Artificial intelligence has contributed plenty to the flood of fake news spreading around the globe, with AI bots generating, amplifying and distributing false or misleading stories to targeted audiences. And it’s likely to help make things worse in the years ahead, manipulating text, images, videos and voices to create a worldwide house of mirrors in which it could be hard to believe your own eyes and ears.
So it only seems fair that the power of AI be employed to try to correct the problem. Research teams in academia and the government have launched a number of projects aimed at using AI to combat the spread of false information, by identifying phony content, studying the human element of why people buy into fake news, and using AI to help human fact-checkers speed up their time-consuming work. The Massachusetts Institute of Technology, working with the Qatar Computing Research Institute (QCRI), have come up with another approach: rating the value of news by rating the sources producing it.
Researchers at MIT’s Computer Science and Artificial Intelligence Lab (CSAIL) and QCRI developed a machine learning system that examines a range of sources — major outlets like CNN or Fox to low-traffic content suppliers — and rates them on factors such as language, sentence structure, complexity, and emphasis on features like fairness or loyalty. The project used data from Media Bias/Fact Check (MBFC), whose human fact-checkers rate the accuracy of about 2,000 large and small sites, and so far, has built an open-source database of more than 1,000 sources with ratings for accuracy and bias.
Ballpark Estimates
But while the project attacks a new angle in the fake news fight and moves the ball forward, it also shows what this and other projects are up against, with or without AI in their arsenals. The best model the researchers tested proved to be about 65 percent accurate in gauging a site’s factuality and about 70 percent accurate in determining if it leans right, left or moderate. Those results are promising, but they also create a sizable margin of error. Can you trust the accuracy rating of a website if the rating itself has a 35 percent chance of being wrong?
Researchers, who presented their results in October at the 2018 Empirical Methods in Natural Language Processing conference in Brussels, were thorough in building their ratings. Among the best clues to bias, for instance, were linguistic traits such as sentiment, use of hyperbolic language and sentence structures. A focus on fairness or reciprocity tended to indicate a left-leaning outlet, while a focus on sanctity or authority was indicative of a rightward position. With regard to accuracy, the team also found that sites such as Wikipedia pages were useful (more credible sources had longer entries) as were the structure of a site’s URL (sites with a lot of special characters or complicated subdirectories tended to be less reliable).

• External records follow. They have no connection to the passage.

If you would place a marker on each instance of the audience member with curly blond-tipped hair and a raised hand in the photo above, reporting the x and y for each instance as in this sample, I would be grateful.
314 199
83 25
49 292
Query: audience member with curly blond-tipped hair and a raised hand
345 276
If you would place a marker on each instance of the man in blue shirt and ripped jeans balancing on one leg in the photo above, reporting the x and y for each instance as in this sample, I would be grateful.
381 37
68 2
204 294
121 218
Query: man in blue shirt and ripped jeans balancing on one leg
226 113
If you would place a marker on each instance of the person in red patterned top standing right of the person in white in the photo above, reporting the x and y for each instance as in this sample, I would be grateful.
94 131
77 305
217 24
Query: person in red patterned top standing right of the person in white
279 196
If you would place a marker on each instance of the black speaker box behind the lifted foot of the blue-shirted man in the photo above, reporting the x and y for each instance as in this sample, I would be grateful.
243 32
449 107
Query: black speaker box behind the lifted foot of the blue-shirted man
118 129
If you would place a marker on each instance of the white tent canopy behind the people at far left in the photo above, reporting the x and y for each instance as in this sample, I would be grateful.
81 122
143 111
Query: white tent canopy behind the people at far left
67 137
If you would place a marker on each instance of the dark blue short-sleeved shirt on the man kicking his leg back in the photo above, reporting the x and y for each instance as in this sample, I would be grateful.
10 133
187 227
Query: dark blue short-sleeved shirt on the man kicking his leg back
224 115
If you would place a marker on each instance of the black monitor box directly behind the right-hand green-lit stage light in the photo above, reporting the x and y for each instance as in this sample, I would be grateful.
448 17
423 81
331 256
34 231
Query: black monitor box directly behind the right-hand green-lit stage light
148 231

The team tested more than 900 variations for predicting a site’s trustworthiness and trained a machine learning model to try various combinations of those variations to see which produced the most on-the-mark ratings. That 1,000-plus-source database, now available to fact-checkers, is the largest of its kind in the world, the researchers say. The team also plans to adapt the system for languages other than English and expand its ratings beyond merely right or left-leaning to more specific socio-political topics.
Consider the Source
And while the results are far from perfect at this point, the researchers say rating the sources could be the best way to help the fact-checking process, because of the difficulty in checking every fact published across the internet in enough time to make a difference. “If a website has published fake news before, there’s a good chance they’ll do it again,” Ramy Baly, a post-doctoral MIT researcher and lead author of the team’s paper, said in MIT News.
“By automatically scraping data about these sites, the hope is that our system can help figure out which ones are likely to do it in the first place.”
A key to accurate ratings is starting with reliable training data, what researchers call “ground truth,” which in this case came from MBFC. “Since it is much easier to obtain ground truth on sources [than on articles], this method is able to provide direct and accurate predictions regarding the type of content distributed by these sources,” Sibel Adali, a professor of computer science at Rensselaer Polytechnic Institute who was not involved in the project, told MIT News.
Efforts to use AI to combat fake news are making progress, as the MIT project and other efforts have shown. If nothing else, they can be an invaluable aid to human fact checkers at Politifact, Snopes and other organizations doing the hard work of verifying the claims being made. But with fake news so widespread — and aided by AI — countering its impact is still an uphill battle.